[Bug 544] - issues about storageType and attributeDomain

Mon Sep 2 10:29:37 PDT 2002

http://bugzilla.ecoinformatics.org/show_bug.cgi?id=544

jones at nceas.ucsb.edu changed:

           What    |Removed                     |Added
----------------------------------------------------------------------------
                 CC|                            |eml-dev at ecoinformatics.org

------- Additional Comments From jones at nceas.ucsb.edu  2002-09-02 10:29 -------
Thanks for the comments on these data typing issues, Dan.  There are two
distinct issues you raised, which I will address separately:

1) Enumerated domain doesn't allow a simple list without definitions

   This is true, and intentional.  When data are distributed, it is critical to 
   know the definitions for the string values that are present in the data 
   entity. String values or enumerated lists are generally codes that represent 
   some type of measurement (e.g., HIGH, MEDIUM, LOW), or are names of 
   sampling locations (e.g., SUBPLOT4).  
   In either case, it is critical to have the definition.  From a data re-use
   or data preservation perspective, can you show a case where it would be 
   acceptable to not have a definition of an enumerated value?  If so, I would
   agree that we should consider relaxing this requirement, but for now I think 
   it is a fundamental part of the definition of an enumerated attribute.

2) XML Schema data types used in storageType overlap with attributeDomain

   Also true, but the two fields serve different purposes.  
   The storageType of an attribute is an indication of the type that might be 
   used to represent the value in a data management system, such as 
   a database or programming language.  It is not actually an 
   expression of the true domain, as it may in fact be defined slightly 
   differently than the attributeDomain (e.g., storageType might be "character" 
   while the domain might be a restricted list of character values).

   That we recommend XML Schema Datatypes (which allow restrictions) for the 
   storageType does not change the need for an independent specification of the 
   domain.  If someone were to use a different type system for the storageType, 
   especially one which didn't have the restriction capabilities that XML Schema 
   Datatypes does, then the elimination of attributeDomain would be problematic.
   So, basically, attributeDomain is a required expression of the domain, while
   storageType is an optional expression of the likely type from some 
   (hopefully common) type system (e.g., Oracle datatypes, Java datatypes,
   XML Schema data types).
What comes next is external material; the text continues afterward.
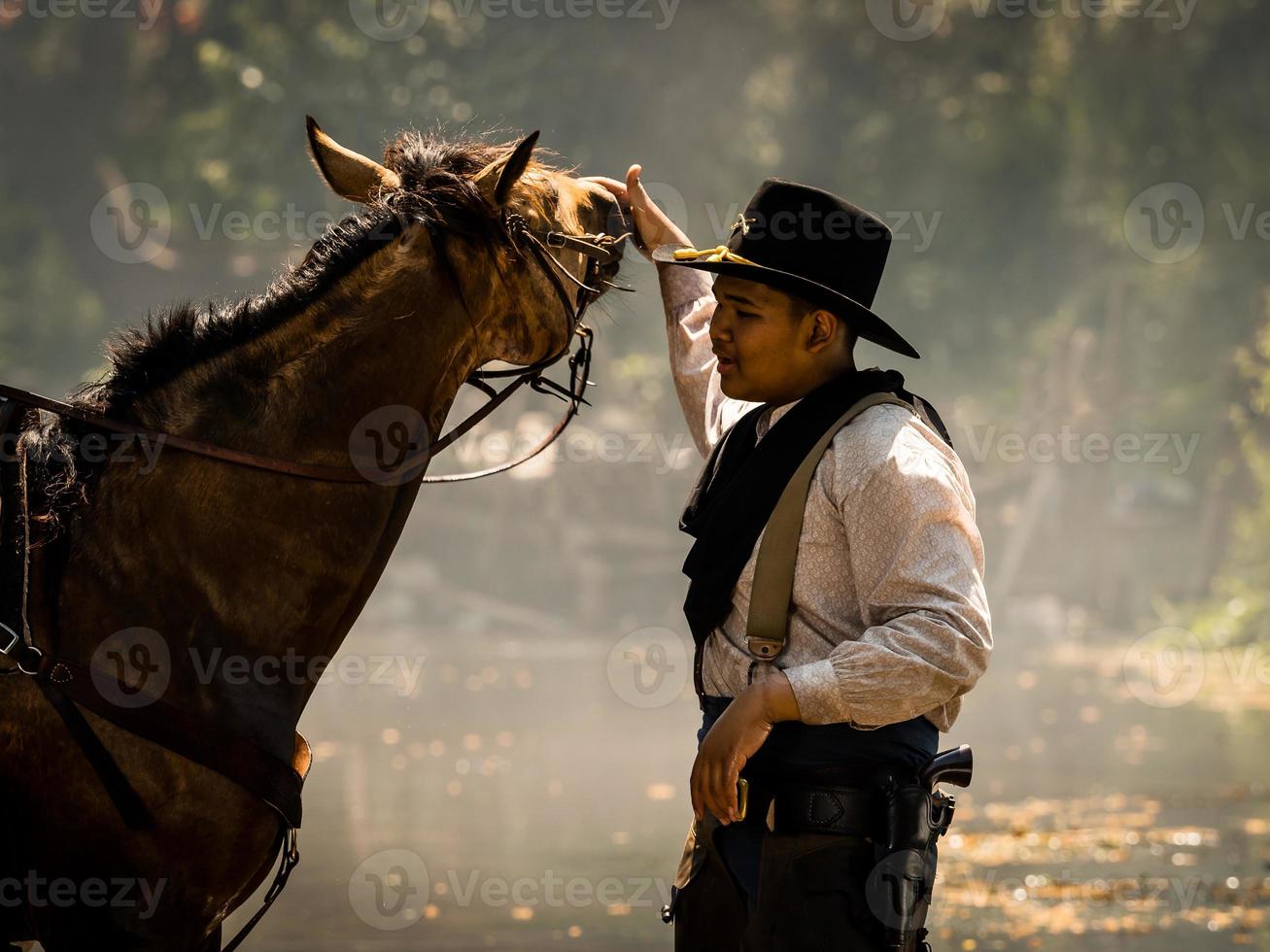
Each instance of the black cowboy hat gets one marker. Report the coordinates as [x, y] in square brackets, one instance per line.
[809, 243]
One might think of storageType as a hint to 
   automated processing systems as to how one might represent the values of 
   the attribute.  storageType was originally repeatable, and one might
   argue that it should be repeatable so that the type from multiple systems
   can be indicated.  I think that would be a positive change.

In summary, although you make cogent points, I don't think that we should make
substantial changes to the model at this time.  I will, however, revise the
schemas to try to clarify the documentation with respect to these issues, and to
make storageType repeatable.  Comments?  In the absence of further comments,
I'll close this bug this week.  Thanks.